Outside of his capacity to infuriate the Labour leader's court, Mr Keaveney also stood out in other ways, for in a generally drab political scene Mr Keaveney is the closest thing politics has to an Irish Oprah.
Like Oprah, he has the unique capacity to empathise and emote with the citizens in a manner which somehow also manages to weave the dramatic tapestry of his own life into the mix.
Indeed, as with the equally empathetic Princess Diana, on occasions Mr Keaveney feels the people's pain so intensely, sometimes it appears to become his own wound.
Perhaps his greatest strength and weakness is the clear belief of FF's new recruit that some great destiny awaits, should he just find the directions on his political sat-nav.
Though his colleagues in Labour never liked this too much, there is something to be said for the spectacle, in a Dail of modest time-servers, of a man coming in with the intent of causing a bit of a stir with the ornate phraseology, the casually tossed out Latin phrases and that restless search in the caverns of his heart for the spirit of the nation.
In a strange way, such traits added to his attraction, for Keaveney is the definitive anti-modernist politician who is not at home in the safe, cafe society world of focus groups, herd-speak and group-think.
Before we get too glowing, it should, however, also be noted Mr Keaveney is not without flaws. His oscillations prior to voting against Budget 2012, half an hour after Labour thought they had landed their fish, saw him nicknamed Vicky Pollard in honour of the Little Britain character, whose catch-phrase is "I said yes but no but yes, but no".
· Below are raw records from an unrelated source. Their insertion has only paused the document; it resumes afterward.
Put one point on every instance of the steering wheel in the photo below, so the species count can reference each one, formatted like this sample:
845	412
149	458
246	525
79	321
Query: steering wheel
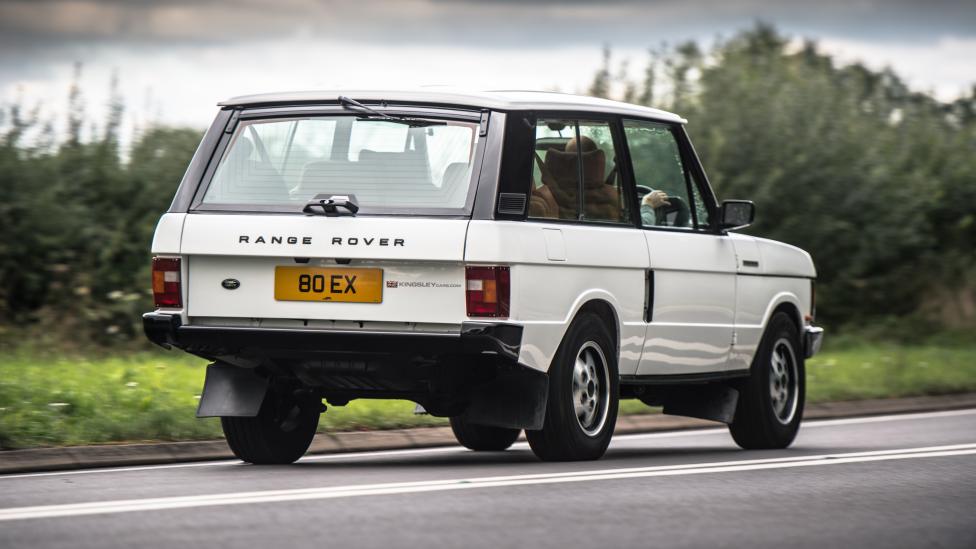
678	204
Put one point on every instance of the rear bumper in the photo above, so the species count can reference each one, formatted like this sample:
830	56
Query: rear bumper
167	330
812	340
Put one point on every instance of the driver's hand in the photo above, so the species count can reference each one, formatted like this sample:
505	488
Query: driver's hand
656	199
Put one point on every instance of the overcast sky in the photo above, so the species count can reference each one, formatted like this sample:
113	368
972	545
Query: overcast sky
176	58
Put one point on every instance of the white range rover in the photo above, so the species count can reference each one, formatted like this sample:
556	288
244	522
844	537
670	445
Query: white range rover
510	260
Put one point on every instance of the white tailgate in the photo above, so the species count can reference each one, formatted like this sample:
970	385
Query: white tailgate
423	272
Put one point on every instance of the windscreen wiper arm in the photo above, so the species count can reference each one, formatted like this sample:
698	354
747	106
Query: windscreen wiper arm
373	114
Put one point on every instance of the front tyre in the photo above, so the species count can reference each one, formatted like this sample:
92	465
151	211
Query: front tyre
771	400
482	438
280	433
583	395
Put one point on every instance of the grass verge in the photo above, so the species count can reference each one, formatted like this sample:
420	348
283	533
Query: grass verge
153	396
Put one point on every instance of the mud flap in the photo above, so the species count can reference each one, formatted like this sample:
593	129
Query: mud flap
715	402
515	399
230	391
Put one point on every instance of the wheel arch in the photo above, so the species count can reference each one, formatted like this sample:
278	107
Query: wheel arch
786	303
607	313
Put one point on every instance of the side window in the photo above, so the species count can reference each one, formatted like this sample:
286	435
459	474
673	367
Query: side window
603	197
574	165
662	188
701	212
555	173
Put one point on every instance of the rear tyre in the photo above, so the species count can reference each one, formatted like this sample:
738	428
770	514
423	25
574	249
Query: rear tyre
771	400
483	438
280	433
583	395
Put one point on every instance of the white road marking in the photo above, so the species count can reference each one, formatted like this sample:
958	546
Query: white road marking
518	445
334	492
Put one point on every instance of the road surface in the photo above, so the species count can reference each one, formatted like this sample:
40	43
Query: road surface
889	481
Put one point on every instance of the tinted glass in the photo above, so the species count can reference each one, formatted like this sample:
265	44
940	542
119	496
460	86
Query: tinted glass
659	174
384	164
575	163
And if FF have doubts, when it comes to the complex FF Keaveney graft, he too must wonder if his elliptical continental style can be absorbed into the more prosaic 4-4-2 'the boss is always right' culture of Fianna Fail.
But given the similarities within the Fianna Fail and the Labour mindset, epitomised by Pat Rabbitte's disconsolate observation that the Irish electorate tend to "think Labour but vote Fianna Fail", the dissonances may not be as great as they think.
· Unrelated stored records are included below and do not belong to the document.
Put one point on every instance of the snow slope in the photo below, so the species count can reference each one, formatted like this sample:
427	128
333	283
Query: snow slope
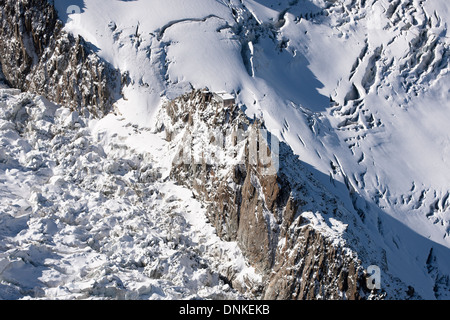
86	215
358	89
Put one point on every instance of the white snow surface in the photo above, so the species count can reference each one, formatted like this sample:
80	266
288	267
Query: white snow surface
392	149
86	215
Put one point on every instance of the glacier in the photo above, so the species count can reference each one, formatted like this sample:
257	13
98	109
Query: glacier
357	89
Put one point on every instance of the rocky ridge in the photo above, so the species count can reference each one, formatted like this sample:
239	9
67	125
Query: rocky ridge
37	56
271	212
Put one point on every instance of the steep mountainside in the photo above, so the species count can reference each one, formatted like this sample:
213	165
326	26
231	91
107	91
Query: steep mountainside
38	56
139	183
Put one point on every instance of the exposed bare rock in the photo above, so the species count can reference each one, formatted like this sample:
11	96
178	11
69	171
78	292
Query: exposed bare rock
261	207
36	55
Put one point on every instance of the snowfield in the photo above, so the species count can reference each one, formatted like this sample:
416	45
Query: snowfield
358	89
86	215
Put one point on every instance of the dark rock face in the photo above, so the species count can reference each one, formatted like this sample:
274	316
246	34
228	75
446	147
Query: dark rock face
260	209
36	55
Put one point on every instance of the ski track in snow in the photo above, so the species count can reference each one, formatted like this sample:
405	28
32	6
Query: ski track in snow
85	216
85	208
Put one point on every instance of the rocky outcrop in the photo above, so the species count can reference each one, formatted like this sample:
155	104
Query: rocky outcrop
259	195
37	56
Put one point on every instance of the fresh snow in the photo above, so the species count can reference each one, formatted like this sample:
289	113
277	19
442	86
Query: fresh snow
360	94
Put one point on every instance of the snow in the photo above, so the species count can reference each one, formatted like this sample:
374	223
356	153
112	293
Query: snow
86	215
297	73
Ultimately, in a pallid Dail of brand-loyal TDs who have the characteristics of one of those stolid shire horses that are bred to man the plough, Keaveney was a gamble worth taking by Micheal Martin.
Like a thoroughbred, he may be mercurial, temperamental and difficult to control, but these qualities add to the attraction of mastering him.
The problem for Dear Leader Michael, though, should it all go wrong, was best summarised by one observer: "He'll either have left FF or become its leader in a year".